REPORT: WHUR Radio. CIA, Paperclip
17 MAY, 1982, 6:00 PM
SUBJECT: Operation Paperclip
CITY: Washington DC
GLORIA MINOT: Earlier in the newscast you heard about an ex-federal prosecutor who charges that a State Department spy agency smuggled Nazis and other killers into the U.S. in the 1950s to spy on the Soviets.
In the following report, Travis T. Hipp says that action raises serious questions about the power and the internal workings of the CIA.
TRAVIS T. HIPP: Operation Paperclip, bent but still unbroken. The sudden discovery of Nazi war criminals alive and well in America under government-supplied covers is threatening to open an even bigger can of worms concerning the origins of the Central Intelligence Agency and Pentagon processing of Third Reich spies.
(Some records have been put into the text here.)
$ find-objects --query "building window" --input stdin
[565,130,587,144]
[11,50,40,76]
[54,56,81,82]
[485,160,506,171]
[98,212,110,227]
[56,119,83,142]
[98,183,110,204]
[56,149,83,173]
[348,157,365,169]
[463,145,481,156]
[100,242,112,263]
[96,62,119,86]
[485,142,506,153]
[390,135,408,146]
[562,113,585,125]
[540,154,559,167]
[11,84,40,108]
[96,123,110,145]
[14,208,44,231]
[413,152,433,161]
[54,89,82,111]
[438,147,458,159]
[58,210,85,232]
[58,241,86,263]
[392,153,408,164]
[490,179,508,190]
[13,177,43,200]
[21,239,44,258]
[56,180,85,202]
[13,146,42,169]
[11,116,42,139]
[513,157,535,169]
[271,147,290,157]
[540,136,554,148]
In the closing months of the European segment of World War II, Hitler’s top intelligence chief, one General Galand [?], put his vast I operat [?] in cold storage, packed his files and prepared to make a deal to save his skin and his organization.
The Americans negotiated, and eventually Galand and the rest of his top aides were brought to this country along with their files, melted in with the surviving native-born American spies from the Office of Strategic Services, and installed at Langley, Virginia as the newly formed CIA. The name of the program was Operation Paperclip.
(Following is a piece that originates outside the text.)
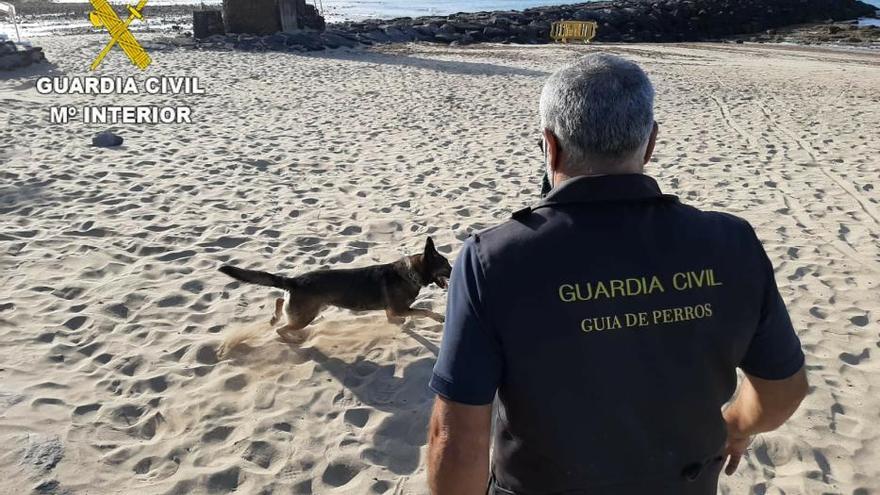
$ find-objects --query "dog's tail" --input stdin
[220,265,296,290]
By the mid-50s, the German sector had become so powerful in the agency that most European intelligence policy was in their hands, and when some of the old OSS gang tried to object through their old boss, Wild Bill Donovan, they were mostly purged to retirement, leaving control of America’s top spy agency in the hands of retread Reich spies, many of whim have since turned out to be double and even triple agents.
Recent rumors of top level mold in the CIA are said to be focused on the German connection which, in turn, may surface in the newly kindled interest of the media in post-war import of Nazi war criminals.
Watching the haunts of history, for Pacific news in Kamal, I’m Travis T. Hipp.